I’ve been vocal about this for some time, especially on social media, and even engaged Hulu on Twitter once, asking why there isn’t an ad-free option for those of us who want to avoid ads entirely – especially if they’re to compete with the likes of dominant players Netflix and Amazon streaming services, which are indeed entirely commercial-free. One response I received from Hulu was that they were considering all options.
I actually canceled my Hulu account months ago, because it just didn’t make sense to me to be paying essentially the same amount of money I’m paying other services (that are commercial-free), and be forced to watch ads. Will today’s news make me return to Hulu? I can’t say just yet. They’ll have to lure me back with content I can’t get anywhere else.
Announced this morning, Hulu is now offering a commercial-free option to subscribers. Per the press release, viewers now have the choice to watch Hulu commercial free for $11.99 per month or with limited commercials for $7.99 per month. Current Hulu subscribers will maintain their existing subscription, but will have the choice to switch to the commercial-free option at any time for an additional $4 per month.
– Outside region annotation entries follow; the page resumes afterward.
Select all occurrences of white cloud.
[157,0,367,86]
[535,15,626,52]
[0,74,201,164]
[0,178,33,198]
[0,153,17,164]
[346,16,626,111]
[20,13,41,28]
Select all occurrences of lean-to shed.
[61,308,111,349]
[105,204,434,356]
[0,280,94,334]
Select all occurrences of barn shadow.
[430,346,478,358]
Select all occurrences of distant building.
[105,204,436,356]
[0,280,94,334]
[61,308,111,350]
“At Hulu, we pride ourselves on listening to our customers and giving them the best possible experience,” said Mike Hopkins, CEO, Hulu. “Many of our customers have asked us for a commercial free option, and so today we are excited to introduce just that. Providing more choice for consumers is fundamental to the Hulu experience, in addition to an array of choices in content and devices, our customers can now choose to watch with or without commercials.”
Over the last year Hulu has aggressively expanded its content lineup. Most recently, Hulu announced a landmark, multi-year agreement with EPIX that will bring premium and hit films from Lionsgate, MGM and Paramount to Hulu for the first time. Hulu also signed groundbreaking licensing deals with networks including AMC, FX and Turner, and acquired the exclusive subscription streaming rights to full libraries of hit broadcast and cable shows including “Seinfeld,” “Empire,” “Fargo,” “South Park,” “CSI,” “Brooklyn Nine-Nine,” “Nashville,” “Deadliest Catch,” “The Last Ship” and more.
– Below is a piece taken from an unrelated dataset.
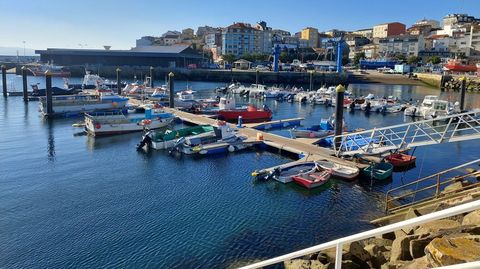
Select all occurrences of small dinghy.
[292,168,332,189]
[317,160,360,180]
[385,153,417,168]
[363,163,393,180]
Earlier this year, Hulu also became the only subscription video on-demand service to offer the SHOWTIME premium service as an add-on directly to subscribers for an additional $8.99 per month.
In addition, Hulu has made a a lot of investment in its original programming and has greenlit a slate of originals, including the event series “11/22/63” from Stephen King and J.J. Abrams starring James Franco; comedy series “Difficult People” produced by Amy Poehler with stars Julie Klausner and Billy Eichner; “Casual,” a comedy series from director Jason Reitman; “The Way”, a drama series starring Aaron Paul and Michelle Monaghan from Jason Katims; the first long-form project from Freddie Wong and the RocketJump team; and season four of the critically-acclaimed comedy “The Mindy Project,” starring Mindy Kaling.
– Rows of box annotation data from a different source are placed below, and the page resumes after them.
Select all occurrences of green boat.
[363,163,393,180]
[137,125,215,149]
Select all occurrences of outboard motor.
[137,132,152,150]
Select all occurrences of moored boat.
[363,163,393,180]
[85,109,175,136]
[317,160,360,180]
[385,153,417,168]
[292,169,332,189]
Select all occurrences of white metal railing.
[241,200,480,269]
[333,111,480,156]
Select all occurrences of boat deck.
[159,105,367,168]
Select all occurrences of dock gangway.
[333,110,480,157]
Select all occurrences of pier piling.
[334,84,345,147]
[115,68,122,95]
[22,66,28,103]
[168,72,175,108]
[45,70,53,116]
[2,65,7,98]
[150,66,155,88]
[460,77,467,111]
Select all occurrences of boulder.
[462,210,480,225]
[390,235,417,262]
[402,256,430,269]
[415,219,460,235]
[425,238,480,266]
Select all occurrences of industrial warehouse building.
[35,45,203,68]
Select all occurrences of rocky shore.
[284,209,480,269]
In 2015, the company announced it had grown to nearly 9 million US subscribers, an overall 50% growth year over year.
A problem with its pricing is that it’s not entirely competitive; a new Netflix streaming account today (which, again, is commercial-free) cost $7.99 (although Netflix has said it will raise that figure eventually); and Amazon Prime cost $99 a year, or just over $8 a month. A commercial-free Hulu at $11.99 a month (even if it’s only $4 dollars more a month) just isn’t as attractive – especially to a new user who doesn’t have any of the streaming services, and is considering signing up with one or two of them.
If you aren’t already a Hulu customer, will today’s news get you to become one?